What is nanoHUB.org?
nanoHUB.org is the premier place for computational nanotechnology research, education, and collaboration. Our site hosts a rapidly growing collection of simulation tools for nanoscale phenomena that run in the cloud and are accessible through a web browser. In addition to simulations, nanoHUB provides online presentations, cutting-edge nanoHUB-U short courses, animations, teaching materials, and more. These resources help users learn about our simulation tools and about nanotechnology in general. A good starting page for those new to our site or to nanotechnology is the Education page. Our site offers researchers a venue to explore, collaborate, and publish content, as well. Much of these collaborative efforts occur via workspaces, user groups, and projects. Uncertainty Quantification (UQ) is now automatically available for most nanoHUB tools, and adds powerful analytical and predictive capabilities for researchers
Authors of content published on nanoHUB.org represent a broad and growing cross-section of the nanotechnology community. Their work impacts industry, education, and governmental organizations around the world, as shown by the animated user location map below. The majority of nanoHUB users are affiliated with academic institutions, while other individuals are part of government and industry groups. nanoHUB makes public detailed usage analysis for the site with a degree of transparency uncommon among other sites.
nanoHUB content has been cited over 1,300 times in the scientific literature. These papers collectively have an h-index of 70, and the majority of them are by authors not affiliated with the Network for Computational Nanotechnology, the project that produces nanoHUB. Through automated assessment of user behavior, we have identified over 1,500 clusters at 185 institutions, involving over 29,910 unique participants using nanoHUB tools in the classroom. nanoHUB's annual uptime regularly exceeds 99 percent.

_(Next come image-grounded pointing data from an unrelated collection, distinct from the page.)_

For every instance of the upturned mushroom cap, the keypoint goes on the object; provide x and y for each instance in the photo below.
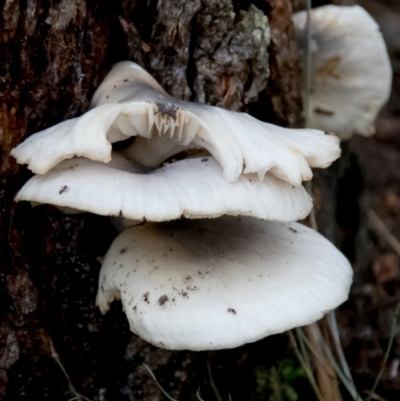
(220, 283)
(130, 103)
(192, 188)
(350, 69)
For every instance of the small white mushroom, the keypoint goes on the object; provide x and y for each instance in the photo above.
(192, 188)
(131, 103)
(221, 283)
(351, 73)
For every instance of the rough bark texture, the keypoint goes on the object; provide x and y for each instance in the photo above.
(54, 55)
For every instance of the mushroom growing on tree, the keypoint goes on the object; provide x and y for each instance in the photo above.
(203, 283)
(350, 70)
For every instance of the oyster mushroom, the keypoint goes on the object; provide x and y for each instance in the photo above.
(130, 103)
(233, 165)
(351, 74)
(220, 283)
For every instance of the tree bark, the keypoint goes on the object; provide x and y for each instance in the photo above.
(230, 53)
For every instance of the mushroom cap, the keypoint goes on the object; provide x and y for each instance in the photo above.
(129, 102)
(351, 73)
(192, 188)
(220, 283)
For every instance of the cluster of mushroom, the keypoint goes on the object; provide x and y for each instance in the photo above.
(187, 277)
(351, 74)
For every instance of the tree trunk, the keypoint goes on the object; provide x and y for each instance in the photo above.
(53, 56)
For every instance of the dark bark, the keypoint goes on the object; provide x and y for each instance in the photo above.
(54, 55)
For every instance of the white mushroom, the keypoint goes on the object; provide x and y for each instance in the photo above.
(193, 284)
(130, 103)
(192, 188)
(350, 69)
(220, 283)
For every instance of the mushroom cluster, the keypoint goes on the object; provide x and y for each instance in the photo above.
(215, 259)
(351, 74)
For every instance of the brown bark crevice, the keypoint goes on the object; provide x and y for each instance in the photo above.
(54, 55)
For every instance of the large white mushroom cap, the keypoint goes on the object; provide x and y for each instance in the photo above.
(221, 283)
(351, 73)
(193, 188)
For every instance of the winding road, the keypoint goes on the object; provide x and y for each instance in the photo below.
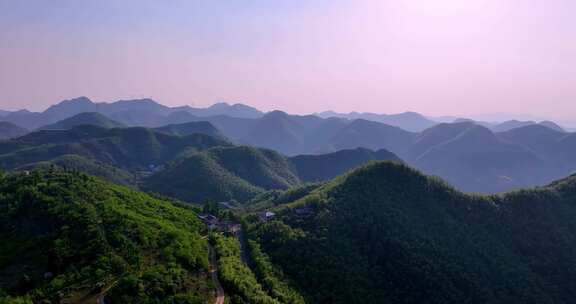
(220, 296)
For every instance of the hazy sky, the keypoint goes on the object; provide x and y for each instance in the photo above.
(438, 57)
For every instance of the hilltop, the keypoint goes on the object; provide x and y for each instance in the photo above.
(387, 232)
(68, 237)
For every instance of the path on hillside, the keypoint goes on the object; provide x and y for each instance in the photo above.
(220, 296)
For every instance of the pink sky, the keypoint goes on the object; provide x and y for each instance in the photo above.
(437, 57)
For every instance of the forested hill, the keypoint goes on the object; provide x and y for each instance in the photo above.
(70, 238)
(240, 172)
(387, 232)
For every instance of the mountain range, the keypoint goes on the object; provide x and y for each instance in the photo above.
(473, 156)
(389, 233)
(117, 203)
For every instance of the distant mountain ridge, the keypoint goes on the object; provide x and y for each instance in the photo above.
(9, 130)
(409, 121)
(86, 118)
(138, 112)
(387, 232)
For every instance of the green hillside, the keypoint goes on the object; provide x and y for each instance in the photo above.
(224, 173)
(71, 238)
(315, 168)
(189, 128)
(130, 148)
(389, 233)
(241, 173)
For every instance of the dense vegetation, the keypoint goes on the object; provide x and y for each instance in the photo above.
(69, 237)
(238, 280)
(241, 173)
(131, 149)
(197, 127)
(317, 168)
(387, 232)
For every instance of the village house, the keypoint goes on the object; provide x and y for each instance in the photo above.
(303, 211)
(267, 216)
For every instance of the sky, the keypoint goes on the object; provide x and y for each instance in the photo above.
(437, 57)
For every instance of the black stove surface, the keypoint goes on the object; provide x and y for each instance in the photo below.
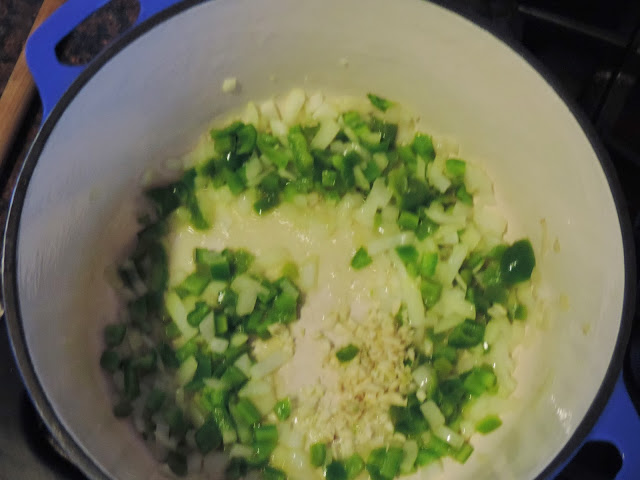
(592, 48)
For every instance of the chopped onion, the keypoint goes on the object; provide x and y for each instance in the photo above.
(269, 364)
(433, 414)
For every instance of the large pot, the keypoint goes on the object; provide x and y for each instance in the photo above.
(154, 90)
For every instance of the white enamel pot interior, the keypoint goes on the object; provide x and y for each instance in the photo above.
(149, 100)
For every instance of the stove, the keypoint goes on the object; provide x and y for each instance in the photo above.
(590, 47)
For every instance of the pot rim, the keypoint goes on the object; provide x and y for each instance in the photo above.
(76, 452)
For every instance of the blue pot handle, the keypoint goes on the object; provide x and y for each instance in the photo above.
(619, 425)
(51, 77)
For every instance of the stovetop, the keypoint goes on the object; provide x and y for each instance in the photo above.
(591, 47)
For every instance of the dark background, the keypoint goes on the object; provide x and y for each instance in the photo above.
(591, 48)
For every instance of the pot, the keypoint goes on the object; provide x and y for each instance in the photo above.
(150, 94)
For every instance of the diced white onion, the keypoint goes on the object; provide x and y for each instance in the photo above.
(326, 133)
(178, 314)
(269, 364)
(433, 414)
(207, 328)
(218, 345)
(436, 176)
(410, 449)
(452, 438)
(413, 300)
(240, 451)
(446, 271)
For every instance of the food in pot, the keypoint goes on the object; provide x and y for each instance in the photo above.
(325, 290)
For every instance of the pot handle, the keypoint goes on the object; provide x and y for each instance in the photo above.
(51, 77)
(619, 425)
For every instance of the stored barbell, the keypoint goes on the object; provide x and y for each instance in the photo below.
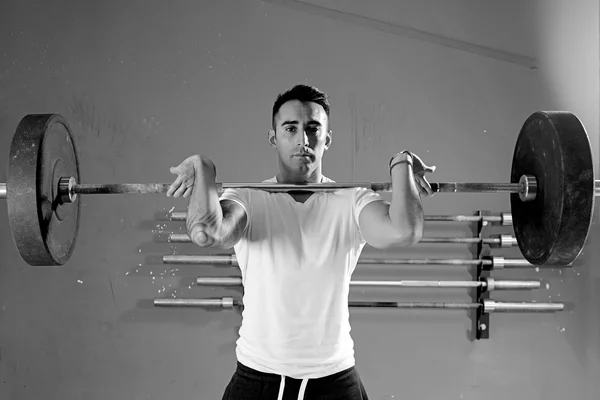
(486, 306)
(552, 189)
(503, 241)
(487, 284)
(488, 262)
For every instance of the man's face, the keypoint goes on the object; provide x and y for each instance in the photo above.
(301, 135)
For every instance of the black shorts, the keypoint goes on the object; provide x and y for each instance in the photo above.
(249, 384)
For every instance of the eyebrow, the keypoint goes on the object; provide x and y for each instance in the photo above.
(293, 122)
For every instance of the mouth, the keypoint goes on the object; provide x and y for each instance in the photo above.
(304, 156)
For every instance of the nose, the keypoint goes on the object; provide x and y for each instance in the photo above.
(304, 141)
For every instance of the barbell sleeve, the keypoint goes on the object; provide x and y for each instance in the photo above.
(488, 306)
(494, 241)
(231, 259)
(486, 283)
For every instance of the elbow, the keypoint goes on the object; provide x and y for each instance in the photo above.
(409, 235)
(200, 236)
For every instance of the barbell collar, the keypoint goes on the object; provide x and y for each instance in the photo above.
(491, 306)
(506, 219)
(528, 189)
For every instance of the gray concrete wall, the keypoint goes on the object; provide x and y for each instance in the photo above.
(145, 84)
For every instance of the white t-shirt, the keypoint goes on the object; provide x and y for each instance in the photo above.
(296, 261)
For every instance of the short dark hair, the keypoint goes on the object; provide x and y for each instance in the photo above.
(304, 94)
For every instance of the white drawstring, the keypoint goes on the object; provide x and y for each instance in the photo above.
(281, 388)
(302, 389)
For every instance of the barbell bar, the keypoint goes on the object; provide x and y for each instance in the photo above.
(487, 284)
(490, 262)
(503, 241)
(504, 218)
(552, 188)
(487, 306)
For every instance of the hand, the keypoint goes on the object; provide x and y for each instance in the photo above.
(186, 175)
(419, 171)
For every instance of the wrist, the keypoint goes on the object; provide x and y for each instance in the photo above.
(403, 157)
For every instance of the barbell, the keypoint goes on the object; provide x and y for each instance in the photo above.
(552, 189)
(487, 306)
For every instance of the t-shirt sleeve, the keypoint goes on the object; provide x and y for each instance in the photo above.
(241, 197)
(362, 197)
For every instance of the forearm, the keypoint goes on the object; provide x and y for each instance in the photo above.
(205, 216)
(406, 210)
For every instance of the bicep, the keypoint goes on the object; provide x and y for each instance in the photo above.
(233, 225)
(377, 228)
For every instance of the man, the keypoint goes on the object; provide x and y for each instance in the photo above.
(297, 252)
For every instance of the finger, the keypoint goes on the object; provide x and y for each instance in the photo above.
(188, 192)
(174, 186)
(181, 190)
(425, 185)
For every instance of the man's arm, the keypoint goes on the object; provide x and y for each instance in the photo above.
(210, 222)
(399, 224)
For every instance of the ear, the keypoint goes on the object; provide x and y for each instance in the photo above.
(328, 140)
(272, 138)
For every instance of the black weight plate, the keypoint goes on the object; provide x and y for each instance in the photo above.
(42, 151)
(555, 148)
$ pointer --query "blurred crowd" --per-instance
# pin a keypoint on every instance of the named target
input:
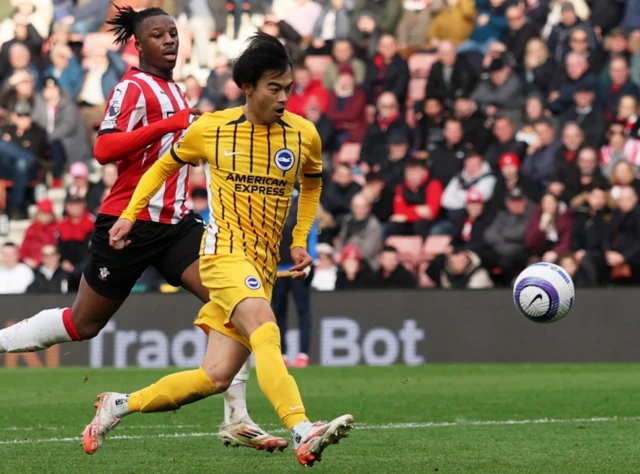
(462, 140)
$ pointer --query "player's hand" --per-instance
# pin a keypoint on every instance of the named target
(302, 260)
(118, 234)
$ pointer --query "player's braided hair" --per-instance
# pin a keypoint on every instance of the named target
(127, 20)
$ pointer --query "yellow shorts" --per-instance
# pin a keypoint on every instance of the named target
(230, 280)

NCN was established in 2002 and is funded by the National Science Foundation (NSF) to support the National Nanotechnology Initiative (NNI). nanoHUB.org--a cyber-community for theory, modeling, and simulation--advances that initiative and now serves over 1.4 million visitors (annually) including researchers, educators, students, and professionals. NCN seeks to: 1) engage an ever-growing and more diverse cyber-community that shares novel, high-quality research and educational resources to spark new modes of discovery, innovation, learning, and engagement, 2) accelerate the transformation of nanoscience to nanotechnology through a tight linkage of simulation to experiment, 3) develop open-source software, and 4) inspire and educate the next workforce generation.
NCN guides and funds improvements to the open-source, Purdue University's HUBzero® platform that powers nanoHUB.org. The NCN education and outreach team conducts workshops to train a broad spectrum of nanoHUB users ranging from lecturers at MSIs, HHEs, and HBCUs, to undergraduate and graduate software developers. NCN's impact is assessed by an extensive, multi-faceted effort including automatic data gathering using nanoHUB.

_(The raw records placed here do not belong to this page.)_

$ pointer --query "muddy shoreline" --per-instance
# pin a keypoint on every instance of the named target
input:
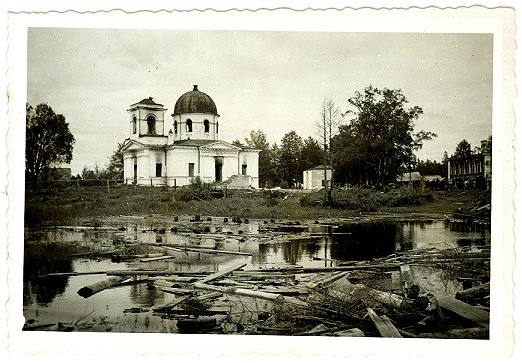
(297, 277)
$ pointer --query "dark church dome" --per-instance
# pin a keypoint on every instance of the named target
(195, 102)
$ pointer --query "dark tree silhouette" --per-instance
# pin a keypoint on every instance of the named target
(49, 141)
(379, 142)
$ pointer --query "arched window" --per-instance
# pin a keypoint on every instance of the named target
(151, 125)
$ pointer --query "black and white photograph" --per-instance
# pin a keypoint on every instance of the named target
(212, 175)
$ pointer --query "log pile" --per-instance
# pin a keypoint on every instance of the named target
(369, 300)
(373, 298)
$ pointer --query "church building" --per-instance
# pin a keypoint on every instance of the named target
(190, 149)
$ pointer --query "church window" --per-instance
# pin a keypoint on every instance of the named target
(151, 125)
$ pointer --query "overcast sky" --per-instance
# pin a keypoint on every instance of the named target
(273, 81)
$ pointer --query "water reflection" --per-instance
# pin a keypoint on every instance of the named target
(304, 245)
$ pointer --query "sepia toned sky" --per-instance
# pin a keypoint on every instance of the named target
(273, 81)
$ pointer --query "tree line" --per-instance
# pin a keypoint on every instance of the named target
(369, 144)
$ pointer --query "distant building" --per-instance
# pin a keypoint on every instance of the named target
(313, 178)
(473, 171)
(190, 149)
(413, 176)
(55, 174)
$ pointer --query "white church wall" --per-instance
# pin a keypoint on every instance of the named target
(250, 159)
(143, 167)
(229, 166)
(198, 128)
(178, 160)
(128, 168)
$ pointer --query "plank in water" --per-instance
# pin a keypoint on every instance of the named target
(384, 325)
(219, 274)
(468, 311)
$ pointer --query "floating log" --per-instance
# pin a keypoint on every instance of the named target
(467, 333)
(151, 272)
(396, 283)
(171, 304)
(210, 295)
(465, 310)
(38, 327)
(435, 306)
(354, 332)
(326, 280)
(285, 291)
(173, 279)
(473, 293)
(317, 330)
(388, 266)
(90, 290)
(174, 290)
(407, 278)
(278, 298)
(196, 325)
(365, 292)
(222, 273)
(162, 257)
(384, 325)
(54, 274)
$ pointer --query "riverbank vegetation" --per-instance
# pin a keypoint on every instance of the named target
(64, 205)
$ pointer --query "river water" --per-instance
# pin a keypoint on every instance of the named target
(55, 299)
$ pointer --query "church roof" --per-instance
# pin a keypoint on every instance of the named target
(192, 142)
(147, 101)
(195, 101)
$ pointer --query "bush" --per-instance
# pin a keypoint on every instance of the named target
(196, 190)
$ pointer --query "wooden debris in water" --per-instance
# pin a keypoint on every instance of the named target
(88, 291)
(222, 273)
(384, 325)
(467, 311)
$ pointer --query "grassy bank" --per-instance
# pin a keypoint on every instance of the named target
(63, 206)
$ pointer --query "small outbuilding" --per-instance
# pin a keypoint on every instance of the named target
(314, 178)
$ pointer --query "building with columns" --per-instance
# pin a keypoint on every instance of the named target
(190, 148)
(473, 171)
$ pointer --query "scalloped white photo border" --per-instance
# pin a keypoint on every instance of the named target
(499, 21)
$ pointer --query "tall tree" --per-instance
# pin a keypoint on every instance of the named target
(49, 142)
(445, 164)
(311, 154)
(290, 158)
(379, 142)
(463, 149)
(327, 126)
(274, 174)
(257, 140)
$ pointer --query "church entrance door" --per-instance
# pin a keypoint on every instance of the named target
(135, 175)
(219, 168)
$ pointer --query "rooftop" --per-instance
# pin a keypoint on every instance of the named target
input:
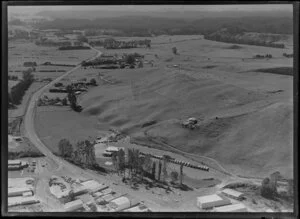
(231, 208)
(14, 162)
(232, 192)
(209, 198)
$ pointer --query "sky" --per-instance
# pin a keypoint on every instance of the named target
(267, 7)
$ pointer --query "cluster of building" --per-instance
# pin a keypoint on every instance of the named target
(222, 203)
(17, 164)
(93, 196)
(21, 193)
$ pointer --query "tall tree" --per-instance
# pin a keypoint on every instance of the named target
(181, 174)
(159, 170)
(65, 148)
(165, 160)
(153, 170)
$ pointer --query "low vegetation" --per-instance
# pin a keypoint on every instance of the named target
(73, 47)
(238, 35)
(279, 70)
(17, 92)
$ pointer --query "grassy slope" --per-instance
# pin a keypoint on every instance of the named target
(253, 135)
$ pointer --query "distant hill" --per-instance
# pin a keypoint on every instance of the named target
(182, 14)
(175, 26)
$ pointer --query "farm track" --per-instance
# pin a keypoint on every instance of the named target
(31, 112)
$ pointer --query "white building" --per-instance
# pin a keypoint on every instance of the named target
(119, 204)
(74, 205)
(139, 208)
(233, 194)
(232, 208)
(211, 201)
(14, 162)
(15, 191)
(13, 201)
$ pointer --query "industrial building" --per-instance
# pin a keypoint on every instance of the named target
(15, 191)
(211, 201)
(73, 205)
(232, 208)
(119, 204)
(13, 201)
(139, 208)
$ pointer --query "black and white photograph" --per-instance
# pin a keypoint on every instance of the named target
(150, 108)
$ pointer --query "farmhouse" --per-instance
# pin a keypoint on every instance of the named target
(110, 150)
(233, 194)
(211, 201)
(232, 208)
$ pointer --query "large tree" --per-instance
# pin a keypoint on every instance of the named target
(65, 148)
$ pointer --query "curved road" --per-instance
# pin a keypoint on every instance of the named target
(30, 112)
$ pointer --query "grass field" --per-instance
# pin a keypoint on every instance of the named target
(253, 121)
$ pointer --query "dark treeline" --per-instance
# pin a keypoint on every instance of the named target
(111, 43)
(44, 42)
(147, 26)
(17, 92)
(73, 47)
(239, 40)
(13, 77)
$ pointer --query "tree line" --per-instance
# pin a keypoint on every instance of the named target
(82, 153)
(111, 43)
(17, 92)
(140, 166)
(241, 40)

Our mission is to accelerate innovation through user-centric science & engineering. Our vision is to make science & engineering products usable, discoverable, reproducible and easy to create for learners, educators, researchers, and business professionals.

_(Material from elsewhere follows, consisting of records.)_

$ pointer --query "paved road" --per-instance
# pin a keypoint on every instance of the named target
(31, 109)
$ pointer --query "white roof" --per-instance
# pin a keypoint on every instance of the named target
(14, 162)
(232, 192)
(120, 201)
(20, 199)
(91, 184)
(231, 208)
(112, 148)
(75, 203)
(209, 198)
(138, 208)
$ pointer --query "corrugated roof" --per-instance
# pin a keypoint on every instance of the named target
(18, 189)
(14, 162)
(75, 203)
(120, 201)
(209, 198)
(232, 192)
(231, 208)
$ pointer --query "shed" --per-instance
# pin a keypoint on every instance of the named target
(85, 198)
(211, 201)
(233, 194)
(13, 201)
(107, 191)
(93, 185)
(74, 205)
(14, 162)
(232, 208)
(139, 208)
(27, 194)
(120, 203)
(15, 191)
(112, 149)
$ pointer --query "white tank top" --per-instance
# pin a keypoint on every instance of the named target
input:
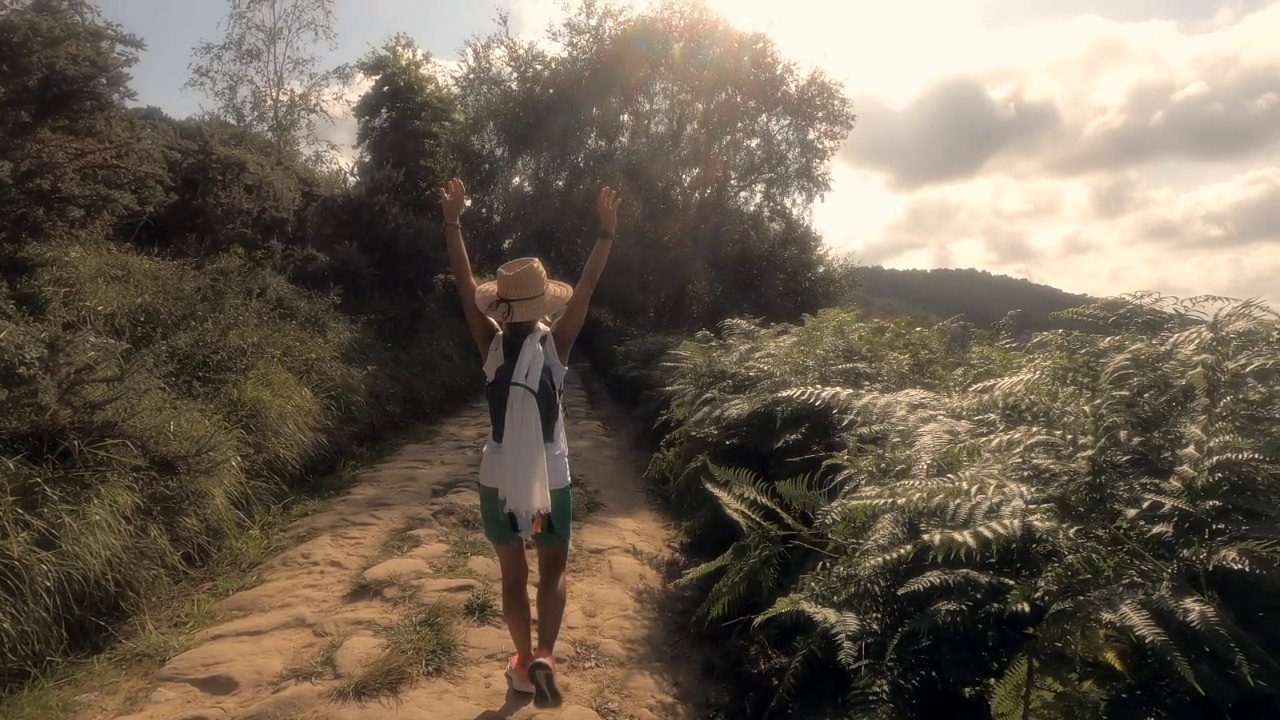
(557, 450)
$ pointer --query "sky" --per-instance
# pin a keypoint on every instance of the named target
(1101, 146)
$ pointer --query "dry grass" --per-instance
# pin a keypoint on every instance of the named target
(588, 656)
(318, 666)
(481, 607)
(421, 643)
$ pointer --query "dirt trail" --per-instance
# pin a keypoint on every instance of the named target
(408, 534)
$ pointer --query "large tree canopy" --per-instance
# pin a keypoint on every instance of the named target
(718, 145)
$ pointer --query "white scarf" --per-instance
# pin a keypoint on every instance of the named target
(525, 488)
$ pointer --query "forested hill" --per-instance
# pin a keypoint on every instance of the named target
(982, 297)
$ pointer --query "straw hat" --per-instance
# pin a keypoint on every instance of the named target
(522, 294)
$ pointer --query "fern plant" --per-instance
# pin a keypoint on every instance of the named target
(1086, 525)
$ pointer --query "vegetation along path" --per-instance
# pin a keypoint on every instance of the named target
(389, 607)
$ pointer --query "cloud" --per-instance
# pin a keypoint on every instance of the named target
(1228, 117)
(949, 132)
(1240, 212)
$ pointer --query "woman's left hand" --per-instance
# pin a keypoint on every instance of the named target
(607, 206)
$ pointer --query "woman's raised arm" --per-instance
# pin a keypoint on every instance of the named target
(570, 324)
(452, 200)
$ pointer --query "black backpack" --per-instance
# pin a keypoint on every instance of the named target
(501, 387)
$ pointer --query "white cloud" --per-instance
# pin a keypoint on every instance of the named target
(1098, 146)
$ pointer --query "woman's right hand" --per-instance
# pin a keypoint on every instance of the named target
(453, 199)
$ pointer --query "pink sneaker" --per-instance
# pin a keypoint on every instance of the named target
(542, 674)
(519, 677)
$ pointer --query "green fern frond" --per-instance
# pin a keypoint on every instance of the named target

Get an overview of nanoHUB.org and see how you can use it to further your own research and educational activities. --> Create your own account; it is free and will give you access to online simulation tools, presentations, and other content on nanoHUB. You can publish on nanoHUB, as well, by uploading your own presentations and simulation tools. Collaborate with others by asking a question in our community forum and through utilizing the expertise of our global nanotechnology community.
NCN operates nanoHUB.org through funding provided by NSF. We received a five-year grant (EEC-0228390) for 2002-2007. This grant was renewed for another five years under a cooperative agreement (EEC-0634750). An associated National Middleware Initiative (NMI) NSF grant (OCI-0438246) for 2004-2007, along with a subsequent Software Development for Cyberinfrastructure (SDCI) NSF grant (OCI-0721680) for 2007-2010, has provided middleware developed and used on nanoHUB.org. Enhancements to simulation results delivery were developed under the NSF grant (OCI-0944665) "Instant-On Simulation Delivery: Helping TeraGrid Achieve Its Wide and Open Strategic Goals." An associated NSF grant (OCI-0749140) entitled "Accelerating Nano-scale Transistor Innovation though Petascale Simulation" enabled us to develop OMEN for peta-scale computing as well as for immediate nanoHUB applications. In 2012, NCN was awarded a new grant (EEC-1227020) from NSF for 2012-2017 to continue to operate and develop the cyber platform nanoHUB. That award has since been renewed through 2023.